Catholic canon law specifies those who may receive the sacrament: "The anointing of the sick can be administered to a member of the faithful who, having reached the use of reason, begins to be in danger due to sickness or old age." If a new illness develops or the first illness relapses or worsens, the patient may receive the sacrament a further time. A priest may, on the basis of his pastoral judgment, administer the sacrament numerous times in cases of old age or chronic illness. Like any sacrament, Anointing of the sick can be given only to someone alive; however, as the precise moment of death is not known or defined with precision, someone may be validly anointed during a brief period after having been declared clinically dead.

The sacrament of anointing can be administered to an individual whether at home, in a hospital or care institution, or in a church. Several sick persons may be anointed within the rite, especially if the celebration takes place in a church or hospital. The celebration may also take place during a Catholic Mass.

===Relationship with the "last rites"===
When administered to those near to death, the sacraments of penance, Anointing of the sick and Viaticum (Holy Communion administered the dying) are collectively sometimes called the last rites.

What in the judgment of the Catholic Church are properly described as the last rites are Viaticum, and the ritual prayers of Commendation of the Dying, and Prayers for the Dead.

The normal order of administration of these three sacraments to the dying is: confession (if the dying person is physically unable to confess, the absolution is given conditionally on the existence of contrition), then anointing, and finally Viaticum.

Only a priest or bishop can administer the sacraments of reconciliation and anointing of the sick, but a deacon or layperson may deliver and administer Holy Communion as "Viaticum, the Last Sacrament of the Christian".

===Established form===
The oil used in the sacrament is usually olive oil, though other oils may also be used. It is often from stock blessed by a diocesan bishop at the Chrism Mass he celebrates, often on the morning of Holy Thursday or another day close to it. In case of necessity, the priest administering the sacrament may bless the oil then and there within the framework of the rite.

In the Roman Rite of the Latin Church, as established through the papal document Sacram unctionem infirmorum of 1972, has the priest anoints the sick person's forehead and hands with oil (usually tracing the form of a cross). The formula is as follows: "Through this holy anointing, may the Lord in his love and mercy help you with the grace of the Holy Spirit. May the Lord who frees you from sin save you and raise you up." He may also, in accordance with local culture and traditions, and the needs of the sick person, anoint other parts of the body, but without repeating the required sacramental formula.

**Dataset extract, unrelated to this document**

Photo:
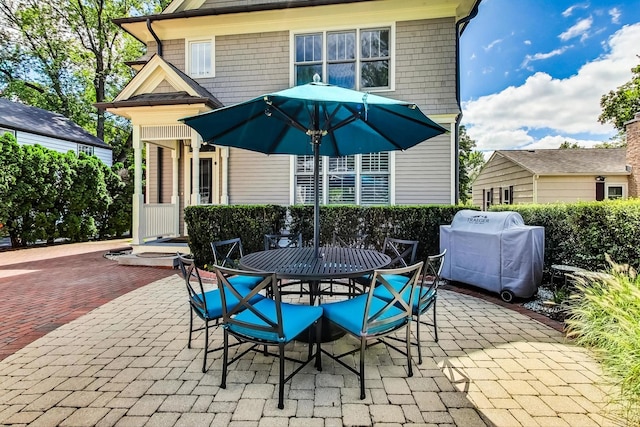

The previous form used in the Roman Rite included anointing seven parts of the body, while saying (in Latin): "Through this holy anointing, may the Lord pardon you whatever sins/faults you have committed by... ." The sense in question was then mentioned: sight, hearing, smell, taste, touch, walking, and carnal delectation. Touching of the loins was generally omitted in English-speaking countries unless a male believers consented; it was forbidden in general so to do on female believers.

==Eastern Catholic churches==
In a number of the 23 Eastern Catholic Churches, the sacrament (or "sacred mystery") of Anointing the Sick is administered using various liturgies, often identical with forms used by Eastern Orthodox churches not in communion with Rome. Adaptation or development of liturgical forms in the Eastern Catholic Churches is overseen by the Congregation for the Oriental Churches, which is part of the Roman Curia.